Today, seven years on, we remember the Grenfell Tower fire, in which at least 72 people lost their lives. 

Once again we express our solidarity with the bereaved, survivors and wider community of the Grenfell Tower in their ongoing search for justice. 

Their fight is a fight that concerns every single one of us. 

Today and everyday we fight for the people of Grenfell. We fight for the victims, the survivors, and the wider community.

We fight against the deregulation that allows the insulation manufacturer Celotex, the distributor SIG Technical Services, the US cladding firm Arconic, and the fire engineers Exova, to cut corners, flout regulations and knowingly sell deadly materials all for the sake of profit. 

We fight against a political culture and system that rewards profit at the expense of people’s lives and a politics that reduces the lives of working class residents across the UK to a cost-benefit analysis. Emails revealed that councillors and officials from the Royal Borough of Kensington and Chelsea saw Grenfell Tower as just one of the ‘poorer performing assets in the housing stock’, not worth spending money on. In a sea of mansions and luxury flats, in one of the richest boroughs in Europe, the residents of Grenfell were sacrificed to save £300,000.

We fight against the people who ignored, harassed or gagged the tenants who raised concerns. Ignoring concerns is an experience shared by tenants across the UK. In Lochend, Living Rent members who have asked for simple repairs for years were forgotten and ignored by the council until they joined Living Rent and fought and won a commitment from the council to fund £18m a year in retrofits.

We fight against a racist housing system in which BAME households remain more likely to experience poor housing quality, fuel poverty, homelessness and overcrowding.

We fight against a hostile environment that saw many flats overcrowded with immigrant families.
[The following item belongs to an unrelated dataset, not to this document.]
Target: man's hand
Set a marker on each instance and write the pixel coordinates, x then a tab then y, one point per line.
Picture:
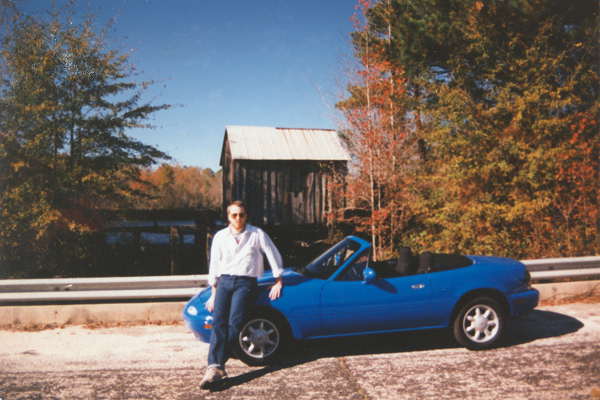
276	289
210	303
In Glasgow, people seeking asylum have been forcefully removed from their homes into cramped, degrading and unsafe hotels by the private contractor Mears. And then when granted asylum, refugees are being given days before they are evicted with no ability to access housing and no thought as to where they will live. 

And we fight for tenants. We fight for tens of thousands still living in buildings covered in flammable cladding, and we fight for the millions of tenants – overwhelmingly working-class, black and minority ethnic tenants – trapped in unsafe, unaffordable, insecure and badly-maintained housing. In September 2022 in Bristol, an asylum seeker from Afghanistan, Abdul Jabar Oryakhel lost his life in a high rise fire. In response members of ACORN knocked over 1000 doors which were predominantlyBAME households to form a campaign to win over £100m from the council in the form of fire safety wardens, sprinklers and improved cladding. 

We fight to ensure that we meet the Grenfell community’s call to never forget and to build real housing justice, and ensure: ‘never again.’

Alone politicians, contractors, companies and landlords can ignore us but united together we are able to fight back and get what we deserve.

Today we remember Grenfell and organise to ensure never again.